Samuel Blake seems to have done well for himself, and in 1887 he bought the next-door "...parcel of land 18 ½ yards by 11 ½ yards with a cottage thereon..." from Randall King for £160 (= 4 times the amount King had paid for it only 12 years earlier!). The exact location of this plotis uncertain but is probably the land where Samuel Blake built a row of 4 brick cottages around 1890 which were known as 'Blakes Cottages' and which still stand east of the Common.

On the other side of the Common meat was sold wholesale from the farm:

Dorothy Tungate, who lived beside the Tradesman's Arms from the mid-1930s, remembers buying meat next-door at Malthouse Farm where Mr. Fairman, a cattle farmer, had an abattoir and sold meat wholesale.

New Butcher's in £200,000 Farm-to-Shop Venture

Taken from same angle as photo above, but in 1975 with new butcher's shop far left
Taken from same angle as photo above, but in 1975 with new butcher's shop far left

(Extracts from whole-page Advertising Feature in Eastern Daily Press, Thurs. 5th Sept. 1968 contributed by Mrs. Evelyn Smith)

Mr. Peter Bensley, a 31-year-old Hethersett farmer-butcher, recently opened a new shop in Mulbarton, so doubling his number of shops to six within a year. ....11years ago, with only £50 capital to make his first purchase of sows and build his own farrowing house, Mr. Bensley launched his direct farm-to-shop enterprise....

In August 1967, Mr. Bensley bought out King's butchers of Mulbarton and Swardeston.... The shop at Mulbarton was originally a wooden hut....the new shop has been built on the site....

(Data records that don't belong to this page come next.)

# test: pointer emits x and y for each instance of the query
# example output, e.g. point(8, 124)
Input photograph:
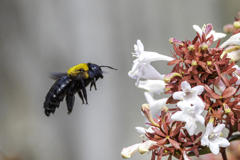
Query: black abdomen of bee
point(56, 94)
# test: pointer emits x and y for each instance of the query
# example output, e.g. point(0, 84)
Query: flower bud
point(226, 108)
point(203, 46)
point(129, 151)
point(209, 63)
point(164, 113)
point(194, 63)
point(148, 115)
point(191, 47)
point(233, 52)
point(175, 41)
point(208, 28)
point(211, 120)
point(167, 78)
point(236, 24)
point(144, 147)
point(228, 28)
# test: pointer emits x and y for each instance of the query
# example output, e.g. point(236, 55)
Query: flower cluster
point(202, 89)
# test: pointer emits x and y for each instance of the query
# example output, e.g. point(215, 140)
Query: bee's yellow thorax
point(75, 70)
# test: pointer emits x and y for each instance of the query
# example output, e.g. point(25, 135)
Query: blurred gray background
point(42, 36)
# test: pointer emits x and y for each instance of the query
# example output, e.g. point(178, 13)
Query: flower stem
point(223, 152)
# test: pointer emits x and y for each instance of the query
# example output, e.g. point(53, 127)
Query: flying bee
point(68, 84)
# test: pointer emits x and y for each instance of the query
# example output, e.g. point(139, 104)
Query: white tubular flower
point(234, 55)
point(141, 66)
point(144, 147)
point(208, 31)
point(190, 115)
point(155, 105)
point(127, 152)
point(234, 40)
point(145, 71)
point(185, 156)
point(213, 138)
point(153, 86)
point(146, 56)
point(143, 131)
point(236, 73)
point(190, 94)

In partnership with Mr. Bensley, 22-year-old Barry Brooks has charge of three of the shops, at King Street, Swardeston, and the Mulbarton premises [where] the new shop still trades under the name of King's.....

[Bensley & Brooks do a great deal of contract work from the Mulbarton premises, leading to a growth of the business.]

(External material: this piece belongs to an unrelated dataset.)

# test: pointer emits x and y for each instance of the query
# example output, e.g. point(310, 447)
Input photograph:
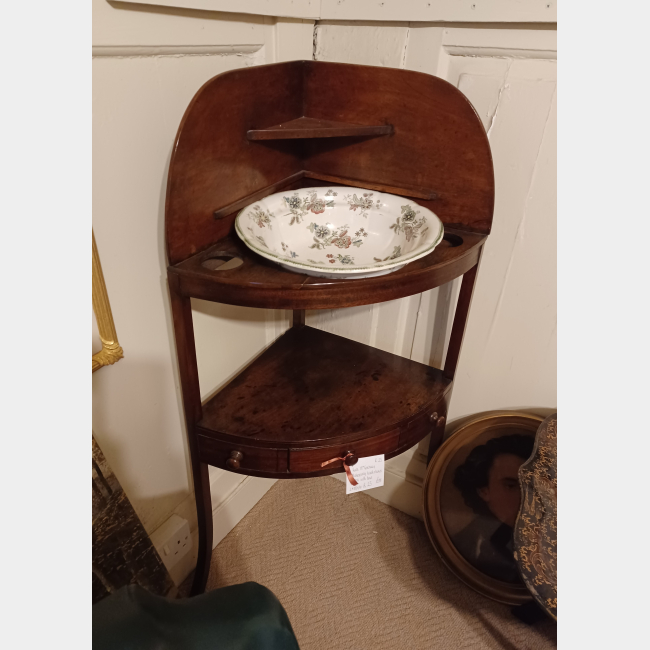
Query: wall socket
point(173, 542)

An example of the firm's expansion is that where six chickens a week were once sold, they now sell 35,000 fresh chickens a year. Seven vans [including a Ford Transit, serviced by C.J.Frost, according to his ad on same page!] are in constant use around the shops and two vans full of meat travel from Mulbarton to the city twice a day to serve restaurants, canteens and catering establishments.

The farmer-butcher sets a high standard from his own piggery at Hethersett and demands it in the prime beef and lamb he buys from other sources. All the meat is killed....at the Norwich abattoir....

Barry Brooks, who runs the Mulbarton shop and two others, began as a boy at King Street in Norwich, became manager at Swan Lane and now, at 22, is a partner in the firm.

Additional information from a friend of the Brooks family:

One year, Mr. Bensley's business bought the Supreme Champion at the Royal Smithfield Show, which was butchered and sold from the six shops with the exception of one sirloin joint which was delivered to Her Majesty the Queen at Buckingham Palace. This was at the time of severe power cuts, and when arrangements were made by telephone for the delivery the Palace was also in darkness! Later, the six shops amalgamated to form a limited company, Bensley Kings Butchers Ltd.

The end of an era....

In the 1970-80s, Norman Bond managed the butchery until illness forced his retirement and the business finally closed. An estate agent took over the premises for a few years and then it stood empty for some while - the church used it for a 'Christmas Cracker' charity shop for a couple of Christmases. Then it was bought by the Surgery, renovated and opened as the Humbleyard Centre for Complementary Therapies from January 1996 to 2015, and has now reopened as offices.